Worse still, the tensions thus created even seep into the relations between union representatives and rank and file members. Representatives are caught in a contradictory situation, wishing to champion their workers’ complaints but aware of the pressure from management to enforce their demands. And finally, the competition sours peer relationships as well. When plants close down, union rules allow laid-off workers with a lot of seniority to migrate to other plants, filling vacancies and even “bumping” local workers with less seniority. Thus, in most plants, the “GM gypsies” are feared and disliked.
In addition to whip-sawing, Rothstein shows how management uses the notion of team work and “lean production” as further discipline against workers. Team work, for example, requires job rotation within a working group (a norm resisted in Wisconsin and adhered to in Mexico). Alas, this job rotation is not empowering. Rather than allowing workers to diversify their skills and move up a job ladder, it allows companies to operate with a minimum number of workers, thanks to cross-training, making workers interchangeable. Similarly, Rothstein shows, “lean production” is simply a speed-up dressed in modern jargon.
In examining the oppressive manufacturing of consent, seen in a long historical sweep, Rothstein is making a theoretically important point. What we learn as we watch good jobs get worse is that neoliberalism, conceived as the market working purely from its own logic or hand in hand with new technologies, is not the culprit. Rather, globalization—a process in which markets, states, and supra-state entities like the WTO act as one, often against the public interest—is the driving force that is making good jobs go bad.
There are few questions I would pose to this book. Perhaps the ethnographies are just a little too neat in distinguishing the differing cultures of rust belt Janesville, sunbelt Arlington, and greenfields Silao. Surely reality is a good deal messier than this book shows it to be. Further, having spent years in these three plants, the book could have accommodated more “rich description” of the plants and their workers as, for example, Leslie Salzinger did in comparing the gendered atmosphere of three similar plants in the maquiladora zone of borderland Mexico. Everything in this valuable study makes me want to know more about the men and women, the bars and homes and factories that inform Rothstein’s work.

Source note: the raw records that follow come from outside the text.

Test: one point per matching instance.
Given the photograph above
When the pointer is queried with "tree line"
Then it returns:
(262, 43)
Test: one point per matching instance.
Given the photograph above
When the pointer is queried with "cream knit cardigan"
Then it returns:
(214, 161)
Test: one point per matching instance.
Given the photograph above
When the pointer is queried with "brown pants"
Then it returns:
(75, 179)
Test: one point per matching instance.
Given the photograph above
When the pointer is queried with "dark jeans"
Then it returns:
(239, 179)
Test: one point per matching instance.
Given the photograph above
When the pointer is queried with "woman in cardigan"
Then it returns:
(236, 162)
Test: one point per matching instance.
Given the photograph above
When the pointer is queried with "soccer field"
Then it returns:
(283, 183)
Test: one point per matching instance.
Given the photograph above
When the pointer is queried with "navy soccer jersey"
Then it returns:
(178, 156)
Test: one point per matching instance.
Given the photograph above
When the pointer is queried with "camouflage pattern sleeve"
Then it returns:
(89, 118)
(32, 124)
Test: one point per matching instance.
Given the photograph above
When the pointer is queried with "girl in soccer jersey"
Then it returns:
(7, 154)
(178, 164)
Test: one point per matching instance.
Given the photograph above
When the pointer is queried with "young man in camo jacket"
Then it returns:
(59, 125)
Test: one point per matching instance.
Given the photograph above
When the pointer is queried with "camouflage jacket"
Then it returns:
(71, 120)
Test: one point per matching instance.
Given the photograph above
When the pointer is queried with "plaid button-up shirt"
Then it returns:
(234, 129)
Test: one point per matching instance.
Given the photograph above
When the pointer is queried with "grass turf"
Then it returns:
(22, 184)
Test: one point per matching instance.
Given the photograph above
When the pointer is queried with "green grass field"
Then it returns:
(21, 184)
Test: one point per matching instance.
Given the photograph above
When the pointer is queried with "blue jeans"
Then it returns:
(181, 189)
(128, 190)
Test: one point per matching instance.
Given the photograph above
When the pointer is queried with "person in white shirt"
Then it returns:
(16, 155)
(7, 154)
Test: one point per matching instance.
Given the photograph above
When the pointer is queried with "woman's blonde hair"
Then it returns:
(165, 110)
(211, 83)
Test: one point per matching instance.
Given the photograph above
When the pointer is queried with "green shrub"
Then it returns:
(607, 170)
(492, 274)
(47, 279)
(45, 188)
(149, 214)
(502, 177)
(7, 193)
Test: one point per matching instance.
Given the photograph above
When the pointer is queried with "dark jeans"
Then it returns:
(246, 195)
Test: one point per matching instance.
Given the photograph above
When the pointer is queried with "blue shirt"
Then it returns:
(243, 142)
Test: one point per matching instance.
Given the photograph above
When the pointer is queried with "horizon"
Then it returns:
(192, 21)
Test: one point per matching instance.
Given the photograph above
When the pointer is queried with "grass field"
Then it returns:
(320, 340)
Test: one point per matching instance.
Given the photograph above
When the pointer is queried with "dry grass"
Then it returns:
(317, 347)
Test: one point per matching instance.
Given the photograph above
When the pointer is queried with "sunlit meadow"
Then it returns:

To conclude, Rothstein’s When Good Jobs Go Bad is an excellent study: strategically designed, executed well, historically grounded, theoretically fruitful, gracefully written, and blessedly free from jargon. It will be of interest to scholars focused on labor under conditions of globalization. Best of all, it furnishes students with a vibrant and contemporary example of C.Wright Mills’ “sociological imagination,” revealing the complex and unhappy intersections of biography and history in the lives of automobile workers.